Evaluating conversational AI assistants, like GitHub Copilot Chat, is challenging due to their reliance on language models and chat-based interfaces. Existing metrics for conversational quality need to be revised for domain-specific dialogues, making it hard for software developers to assess the effectiveness of these tools. While techniques like SPUR use large language models to analyze user satisfaction, they may miss domain-specific nuances. The study focuses on automatically generating high-quality, task-aware rubrics for evaluating task-oriented conversational AI assistants, emphasizing the importance of context and task progression to improve evaluation accuracy.
Researchers from Microsoft present RUBICON, a technique for evaluating domain-specific Human-AI conversations using large language models. RUBICON generates candidate rubrics to assess conversation quality and selects the best-performing ones. It enhances SPUR by incorporating domain-specific signals and Gricean maxims, creating a pool of rubrics evaluated iteratively. RUBICON was tested on 100 conversations between developers and a chat-based assistant for C# debugging, using GPT-4 for rubric generation and assessment. It outperformed alternative rubric sets, achieving high precision in predicting conversation quality and demonstrating the effectiveness of its components through ablation studies.

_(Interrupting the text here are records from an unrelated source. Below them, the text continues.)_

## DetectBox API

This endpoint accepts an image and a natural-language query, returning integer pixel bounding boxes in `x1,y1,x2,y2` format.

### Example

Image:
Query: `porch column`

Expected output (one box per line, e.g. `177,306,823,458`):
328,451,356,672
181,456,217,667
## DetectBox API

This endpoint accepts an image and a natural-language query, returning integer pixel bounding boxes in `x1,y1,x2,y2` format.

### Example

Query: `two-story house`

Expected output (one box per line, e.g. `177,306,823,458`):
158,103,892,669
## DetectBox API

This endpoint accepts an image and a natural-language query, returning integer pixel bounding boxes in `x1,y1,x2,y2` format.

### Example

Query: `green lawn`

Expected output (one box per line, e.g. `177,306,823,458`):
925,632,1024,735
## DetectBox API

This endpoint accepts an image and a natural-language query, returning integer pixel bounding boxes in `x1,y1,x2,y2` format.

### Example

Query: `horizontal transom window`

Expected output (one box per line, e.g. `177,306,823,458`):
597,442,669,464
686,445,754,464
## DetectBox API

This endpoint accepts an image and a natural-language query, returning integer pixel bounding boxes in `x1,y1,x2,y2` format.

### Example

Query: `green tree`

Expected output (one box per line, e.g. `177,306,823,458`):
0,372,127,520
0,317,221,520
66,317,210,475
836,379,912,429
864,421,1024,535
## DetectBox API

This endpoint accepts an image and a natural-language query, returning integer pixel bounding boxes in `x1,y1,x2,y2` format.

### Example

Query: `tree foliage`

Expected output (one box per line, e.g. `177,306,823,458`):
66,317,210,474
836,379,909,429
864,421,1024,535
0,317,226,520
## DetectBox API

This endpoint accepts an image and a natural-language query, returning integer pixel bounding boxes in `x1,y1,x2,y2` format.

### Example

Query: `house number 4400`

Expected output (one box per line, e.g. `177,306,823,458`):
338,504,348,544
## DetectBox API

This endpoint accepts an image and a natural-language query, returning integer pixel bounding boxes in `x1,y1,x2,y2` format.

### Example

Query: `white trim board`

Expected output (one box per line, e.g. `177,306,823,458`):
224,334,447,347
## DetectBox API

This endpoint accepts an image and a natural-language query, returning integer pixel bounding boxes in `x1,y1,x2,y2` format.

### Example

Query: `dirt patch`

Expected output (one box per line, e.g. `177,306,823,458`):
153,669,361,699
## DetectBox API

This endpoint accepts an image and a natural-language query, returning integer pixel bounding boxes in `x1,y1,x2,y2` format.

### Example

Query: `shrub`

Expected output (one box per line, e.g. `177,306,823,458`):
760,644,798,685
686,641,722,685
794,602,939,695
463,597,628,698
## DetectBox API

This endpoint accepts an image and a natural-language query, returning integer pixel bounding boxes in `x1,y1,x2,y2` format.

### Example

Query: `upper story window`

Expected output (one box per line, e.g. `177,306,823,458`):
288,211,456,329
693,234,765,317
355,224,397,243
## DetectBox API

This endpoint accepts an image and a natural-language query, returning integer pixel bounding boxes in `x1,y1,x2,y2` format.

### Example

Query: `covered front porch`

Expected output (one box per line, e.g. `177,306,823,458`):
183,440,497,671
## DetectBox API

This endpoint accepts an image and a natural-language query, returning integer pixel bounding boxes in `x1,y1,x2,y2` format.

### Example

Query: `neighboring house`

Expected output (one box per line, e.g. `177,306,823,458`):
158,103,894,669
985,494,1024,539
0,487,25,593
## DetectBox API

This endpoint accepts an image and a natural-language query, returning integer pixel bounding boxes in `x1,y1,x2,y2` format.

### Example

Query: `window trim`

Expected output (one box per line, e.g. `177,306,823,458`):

Natural language conversations are central to modern AI applications, but traditional NLP metrics like BLEU and Perplexity are inadequate for evaluating long-form conversations, especially in LLMs. While user satisfaction has been a key metric, manual analysis is resource-intensive and privacy-intrusive. Recent approaches use language models to assess conversation quality through natural language assertions, capturing engagement and user experience themes. Techniques like SPUR generate rubrics for open-domain conversations but need more domain-specific contexts. This study emphasizes a holistic approach, integrating user expectations and interaction progress, and explores optimal prompt selection using bandit methods for improved evaluation accuracy.
RUBICON estimates conversation quality for domain-specific assistants by learning rubrics for Satisfaction (SAT) and Dissatisfaction (DSAT) from labeled conversations. It involves three steps: generating diverse rubrics, selecting an optimized rubric set, and scoring conversations. Rubrics are natural language assertions capturing conversation attributes. Conversations are evaluated using a 5-point Likert scale, normalized to a [0, 10] range. Rubric generation involves supervised extraction and summarization, while selection optimizes rubrics for precision and coverage. Correctness and sharpness losses guide the selection of an optimal rubric subset, ensuring effective and accurate conversation quality assessment.
The evaluation of RUBICON involves three key questions: its effectiveness compared to other methods, the impact of Domain Sensitization (DS) and Conversation Design Principles (CDP), and the performance of its selection policy. The conversation data, sourced from a C# Debugger Copilot assistant, was filtered and annotated by experienced developers, resulting in a 50:50 train-test split. Metrics like accuracy, precision, recall, F1 score, ΔNetSAT score, and Yield Rate were evaluated. Results showed that RUBICON outperforms baselines in separating positive and negative conversations and classifying conversations with high precision, highlighting the importance of DS and CDP instructions.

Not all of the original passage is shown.